Die Unterscheidung „freiwillig“ versus „betrieblich veranlasst“ ist betriebswirtschaftlich kein Detail. Sie entscheidet darüber, ob ein Programm unter dem Dach der gesetzlichen Unfallversicherung läuft – oder ob es eine eigenständige Wohlfahrtsleistung bleibt, die das Unternehmen in voller Verantwortung trägt. Freiwilligkeit ist dabei nicht zwingend negativ: Sie verschiebt nur die Risikozuordnung. Für die Skalierung von Massageangeboten im Unternehmen bedeutet das: Wer Massagen als Bestandteil eines professionellen Gesundheitsmanagements positioniert, sollte die organisatorische Einbettung prüfen – Zugangswege, Räumlichkeiten, Wegeführung – und die Frage der Versicherung nicht dem Zufall überlassen.

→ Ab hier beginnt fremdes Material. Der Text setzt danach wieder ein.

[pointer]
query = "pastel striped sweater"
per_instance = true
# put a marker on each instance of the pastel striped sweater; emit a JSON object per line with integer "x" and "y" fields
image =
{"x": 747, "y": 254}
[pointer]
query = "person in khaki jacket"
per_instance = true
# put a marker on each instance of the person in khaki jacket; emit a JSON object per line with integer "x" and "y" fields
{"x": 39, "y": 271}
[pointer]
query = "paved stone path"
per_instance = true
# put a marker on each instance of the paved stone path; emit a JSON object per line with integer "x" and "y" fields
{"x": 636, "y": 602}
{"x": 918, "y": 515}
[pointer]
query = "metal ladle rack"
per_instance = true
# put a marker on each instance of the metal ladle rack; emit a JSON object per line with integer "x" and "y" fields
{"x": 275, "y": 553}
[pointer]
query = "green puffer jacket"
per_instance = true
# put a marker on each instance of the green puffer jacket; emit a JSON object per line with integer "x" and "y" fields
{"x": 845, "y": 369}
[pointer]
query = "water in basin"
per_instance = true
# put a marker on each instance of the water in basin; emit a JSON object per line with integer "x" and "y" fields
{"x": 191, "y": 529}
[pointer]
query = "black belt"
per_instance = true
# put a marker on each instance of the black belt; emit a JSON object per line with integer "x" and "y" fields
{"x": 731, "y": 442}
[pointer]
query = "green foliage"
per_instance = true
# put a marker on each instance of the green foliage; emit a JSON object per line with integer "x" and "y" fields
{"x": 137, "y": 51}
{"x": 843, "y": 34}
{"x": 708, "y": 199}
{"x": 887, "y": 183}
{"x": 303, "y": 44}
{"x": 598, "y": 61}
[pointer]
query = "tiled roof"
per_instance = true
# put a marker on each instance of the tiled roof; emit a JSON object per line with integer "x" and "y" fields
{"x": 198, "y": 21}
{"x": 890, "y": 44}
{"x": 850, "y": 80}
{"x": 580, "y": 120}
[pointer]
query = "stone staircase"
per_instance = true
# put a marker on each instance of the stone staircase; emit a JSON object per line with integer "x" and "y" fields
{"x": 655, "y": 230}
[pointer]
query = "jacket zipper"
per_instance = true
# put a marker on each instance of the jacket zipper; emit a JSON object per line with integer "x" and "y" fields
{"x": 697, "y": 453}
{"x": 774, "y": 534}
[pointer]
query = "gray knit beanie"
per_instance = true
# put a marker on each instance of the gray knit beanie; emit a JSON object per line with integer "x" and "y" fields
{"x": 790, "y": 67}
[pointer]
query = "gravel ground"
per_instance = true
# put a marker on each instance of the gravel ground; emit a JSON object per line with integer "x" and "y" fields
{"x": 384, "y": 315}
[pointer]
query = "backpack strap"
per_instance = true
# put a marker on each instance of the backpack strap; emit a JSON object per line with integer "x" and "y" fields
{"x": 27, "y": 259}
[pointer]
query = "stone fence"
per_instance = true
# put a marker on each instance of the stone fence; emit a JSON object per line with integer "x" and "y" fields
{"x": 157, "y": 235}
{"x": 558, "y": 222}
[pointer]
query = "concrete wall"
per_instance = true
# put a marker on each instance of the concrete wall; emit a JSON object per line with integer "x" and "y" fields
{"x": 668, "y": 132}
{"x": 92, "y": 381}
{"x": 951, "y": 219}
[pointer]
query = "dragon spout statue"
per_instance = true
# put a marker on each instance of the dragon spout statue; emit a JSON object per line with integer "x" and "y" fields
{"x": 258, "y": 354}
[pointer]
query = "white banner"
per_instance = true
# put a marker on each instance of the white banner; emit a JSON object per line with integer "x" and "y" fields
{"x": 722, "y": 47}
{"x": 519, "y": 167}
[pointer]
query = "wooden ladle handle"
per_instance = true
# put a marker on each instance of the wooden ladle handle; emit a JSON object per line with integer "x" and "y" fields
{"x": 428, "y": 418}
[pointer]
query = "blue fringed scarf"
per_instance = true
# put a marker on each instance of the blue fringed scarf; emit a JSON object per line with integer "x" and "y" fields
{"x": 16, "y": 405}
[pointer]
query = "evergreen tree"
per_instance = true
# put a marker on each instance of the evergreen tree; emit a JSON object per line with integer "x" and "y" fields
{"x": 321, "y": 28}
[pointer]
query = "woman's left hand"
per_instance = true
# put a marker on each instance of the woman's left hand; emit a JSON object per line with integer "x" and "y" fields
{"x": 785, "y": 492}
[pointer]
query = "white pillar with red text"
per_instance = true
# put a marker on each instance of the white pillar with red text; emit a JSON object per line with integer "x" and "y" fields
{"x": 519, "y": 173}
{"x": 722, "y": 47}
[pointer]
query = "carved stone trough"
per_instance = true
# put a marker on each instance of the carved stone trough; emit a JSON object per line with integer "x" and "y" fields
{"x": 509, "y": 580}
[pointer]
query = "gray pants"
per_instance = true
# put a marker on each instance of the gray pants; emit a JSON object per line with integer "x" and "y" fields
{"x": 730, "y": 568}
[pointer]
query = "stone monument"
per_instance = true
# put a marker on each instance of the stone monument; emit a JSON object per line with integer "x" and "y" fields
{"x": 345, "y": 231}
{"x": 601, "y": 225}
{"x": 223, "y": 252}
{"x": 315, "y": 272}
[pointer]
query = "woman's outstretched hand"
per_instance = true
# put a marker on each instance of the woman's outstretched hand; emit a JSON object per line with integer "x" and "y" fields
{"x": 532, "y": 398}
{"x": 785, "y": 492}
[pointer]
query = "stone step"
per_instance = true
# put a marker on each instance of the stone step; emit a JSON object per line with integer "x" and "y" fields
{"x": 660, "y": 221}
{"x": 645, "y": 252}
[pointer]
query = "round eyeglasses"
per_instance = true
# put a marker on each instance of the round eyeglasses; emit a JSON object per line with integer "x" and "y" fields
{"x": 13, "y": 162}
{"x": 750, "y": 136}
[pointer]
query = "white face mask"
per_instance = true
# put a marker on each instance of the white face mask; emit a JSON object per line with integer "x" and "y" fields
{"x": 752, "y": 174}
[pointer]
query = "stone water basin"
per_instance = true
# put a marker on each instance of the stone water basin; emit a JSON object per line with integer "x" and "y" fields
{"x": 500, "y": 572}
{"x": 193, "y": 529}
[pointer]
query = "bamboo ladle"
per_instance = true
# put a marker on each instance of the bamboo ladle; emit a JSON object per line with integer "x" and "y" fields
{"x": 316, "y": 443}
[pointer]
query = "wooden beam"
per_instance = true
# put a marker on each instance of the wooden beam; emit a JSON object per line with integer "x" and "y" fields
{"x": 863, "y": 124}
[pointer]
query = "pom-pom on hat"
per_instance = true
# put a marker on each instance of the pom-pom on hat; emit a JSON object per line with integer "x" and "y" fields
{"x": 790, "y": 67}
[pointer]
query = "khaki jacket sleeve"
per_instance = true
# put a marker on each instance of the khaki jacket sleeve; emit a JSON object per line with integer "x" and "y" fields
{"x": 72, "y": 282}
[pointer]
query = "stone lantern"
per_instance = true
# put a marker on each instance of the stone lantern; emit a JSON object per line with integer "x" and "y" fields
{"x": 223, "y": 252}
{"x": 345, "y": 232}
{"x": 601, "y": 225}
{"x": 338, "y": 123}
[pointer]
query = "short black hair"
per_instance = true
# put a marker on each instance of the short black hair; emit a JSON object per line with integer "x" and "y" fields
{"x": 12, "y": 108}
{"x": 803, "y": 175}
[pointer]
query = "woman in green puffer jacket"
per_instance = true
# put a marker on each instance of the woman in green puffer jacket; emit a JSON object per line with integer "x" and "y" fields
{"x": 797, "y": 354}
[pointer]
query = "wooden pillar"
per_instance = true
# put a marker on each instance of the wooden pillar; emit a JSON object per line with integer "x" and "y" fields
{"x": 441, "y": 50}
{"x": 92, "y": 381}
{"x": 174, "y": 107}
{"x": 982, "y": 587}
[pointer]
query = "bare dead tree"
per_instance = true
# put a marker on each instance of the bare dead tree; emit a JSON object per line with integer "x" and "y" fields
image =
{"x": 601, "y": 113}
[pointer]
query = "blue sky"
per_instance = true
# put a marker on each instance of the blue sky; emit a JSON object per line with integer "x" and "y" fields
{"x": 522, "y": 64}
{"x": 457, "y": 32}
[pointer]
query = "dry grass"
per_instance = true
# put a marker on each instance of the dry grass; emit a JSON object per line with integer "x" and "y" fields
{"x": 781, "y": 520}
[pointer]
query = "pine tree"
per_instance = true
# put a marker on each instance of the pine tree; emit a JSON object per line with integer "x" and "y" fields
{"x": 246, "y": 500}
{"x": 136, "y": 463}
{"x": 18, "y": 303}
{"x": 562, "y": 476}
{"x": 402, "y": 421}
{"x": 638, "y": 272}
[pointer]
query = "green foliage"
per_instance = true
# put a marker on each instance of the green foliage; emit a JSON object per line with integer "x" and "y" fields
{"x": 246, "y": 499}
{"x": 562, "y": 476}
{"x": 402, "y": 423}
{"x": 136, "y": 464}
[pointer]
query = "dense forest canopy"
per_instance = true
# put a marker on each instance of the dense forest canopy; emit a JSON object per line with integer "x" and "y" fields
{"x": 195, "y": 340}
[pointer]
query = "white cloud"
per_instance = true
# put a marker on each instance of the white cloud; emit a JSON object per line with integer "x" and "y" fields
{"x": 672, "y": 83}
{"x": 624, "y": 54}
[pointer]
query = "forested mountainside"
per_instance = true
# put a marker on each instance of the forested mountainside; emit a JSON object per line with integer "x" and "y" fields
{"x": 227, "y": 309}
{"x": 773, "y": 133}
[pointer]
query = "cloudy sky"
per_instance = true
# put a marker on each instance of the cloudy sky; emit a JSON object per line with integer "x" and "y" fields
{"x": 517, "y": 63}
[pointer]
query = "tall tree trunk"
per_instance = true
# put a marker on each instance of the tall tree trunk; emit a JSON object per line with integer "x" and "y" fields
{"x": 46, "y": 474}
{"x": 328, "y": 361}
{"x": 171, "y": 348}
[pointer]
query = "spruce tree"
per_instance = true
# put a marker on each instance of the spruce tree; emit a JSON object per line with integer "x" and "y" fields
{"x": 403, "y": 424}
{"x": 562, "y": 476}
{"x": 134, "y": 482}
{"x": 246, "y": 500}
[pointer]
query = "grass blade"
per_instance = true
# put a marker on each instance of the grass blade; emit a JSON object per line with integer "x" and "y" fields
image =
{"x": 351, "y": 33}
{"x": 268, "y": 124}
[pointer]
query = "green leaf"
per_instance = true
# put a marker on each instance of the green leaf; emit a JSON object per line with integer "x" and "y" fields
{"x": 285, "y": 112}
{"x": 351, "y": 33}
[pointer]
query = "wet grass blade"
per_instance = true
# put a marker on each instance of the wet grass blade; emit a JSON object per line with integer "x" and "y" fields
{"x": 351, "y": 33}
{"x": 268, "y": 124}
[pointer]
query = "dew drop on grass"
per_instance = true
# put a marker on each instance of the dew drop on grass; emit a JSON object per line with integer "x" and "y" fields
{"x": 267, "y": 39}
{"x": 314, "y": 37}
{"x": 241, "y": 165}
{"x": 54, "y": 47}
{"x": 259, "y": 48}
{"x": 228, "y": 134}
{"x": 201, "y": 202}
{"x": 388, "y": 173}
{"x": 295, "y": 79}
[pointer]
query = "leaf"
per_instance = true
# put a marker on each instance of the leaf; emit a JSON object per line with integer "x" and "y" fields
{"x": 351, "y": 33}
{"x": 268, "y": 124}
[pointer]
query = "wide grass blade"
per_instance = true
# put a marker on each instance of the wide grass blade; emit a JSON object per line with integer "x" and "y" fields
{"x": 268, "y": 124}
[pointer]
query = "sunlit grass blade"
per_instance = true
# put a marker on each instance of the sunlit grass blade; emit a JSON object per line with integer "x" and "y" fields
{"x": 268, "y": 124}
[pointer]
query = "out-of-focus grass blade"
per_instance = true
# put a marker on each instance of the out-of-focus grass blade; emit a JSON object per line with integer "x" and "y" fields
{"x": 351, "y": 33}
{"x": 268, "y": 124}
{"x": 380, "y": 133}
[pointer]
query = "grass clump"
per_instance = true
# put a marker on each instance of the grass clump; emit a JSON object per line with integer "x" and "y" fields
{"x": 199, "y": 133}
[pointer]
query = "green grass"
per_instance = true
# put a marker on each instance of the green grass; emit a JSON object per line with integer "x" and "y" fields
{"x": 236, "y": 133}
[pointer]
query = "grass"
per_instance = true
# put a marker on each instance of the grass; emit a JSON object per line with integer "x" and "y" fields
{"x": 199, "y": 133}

Was Unternehmen jetzt prüfen sollten

  • Status der Leistung klären: Ist die Massage ausdrücklich freiwillig oder wird sie als integraler Bestandteil des Arbeitsschutzes kommuniziert? Die Wortwahl in Betriebsvereinbarungen und internen Dokumenten hat Folgen.
  • Wegeführung und Raumnutzung: Liegt der Massageraum im regulären Betriebsbereich, auf einem direkten, gut beleuchteten und trittsicheren Weg? Stolperfallen sind die häufigste Ursache von Wegeunfällen – und sie sind planbar.
  • Private Absicherung thematisieren: Wer seinen Mitarbeitenden freiwillige Wellness-Angebote macht, sollte transparent machen, dass diese nicht unter die gesetzliche Unfallversicherung fallen. Das schafft Erwartungssicherheit auf beiden Seiten.
  • ROI neu rechnen: Ein Massageprogramm, das Krankheitstage senkt und die Mitarbeiterbindung stärkt, rechnet sich auch ohne Unfallversicherung. Aber die Kalkulation sollte diese Lücke einkalkulieren, nicht überrascht davon erfahren.

Das Urteil ist kein Grund, betriebliche Massageangebote einzustellen – es ist ein Grund, sie sauber aufzusetzen. Wellness, die lediglich als Goodie deklariert wird, bleibt für den Arbeitgeber überschaubar, kostet aber im Schadensfall mehr als gedacht. Wer hingegen dokumentiert, wo die Massage betrieblich veranlasst ist, wo sie freiwillig bleibt und welche Wege dorthin sicher sind, verschiebt das Risiko dorthin, wo es hingehört: in die eigene Planung.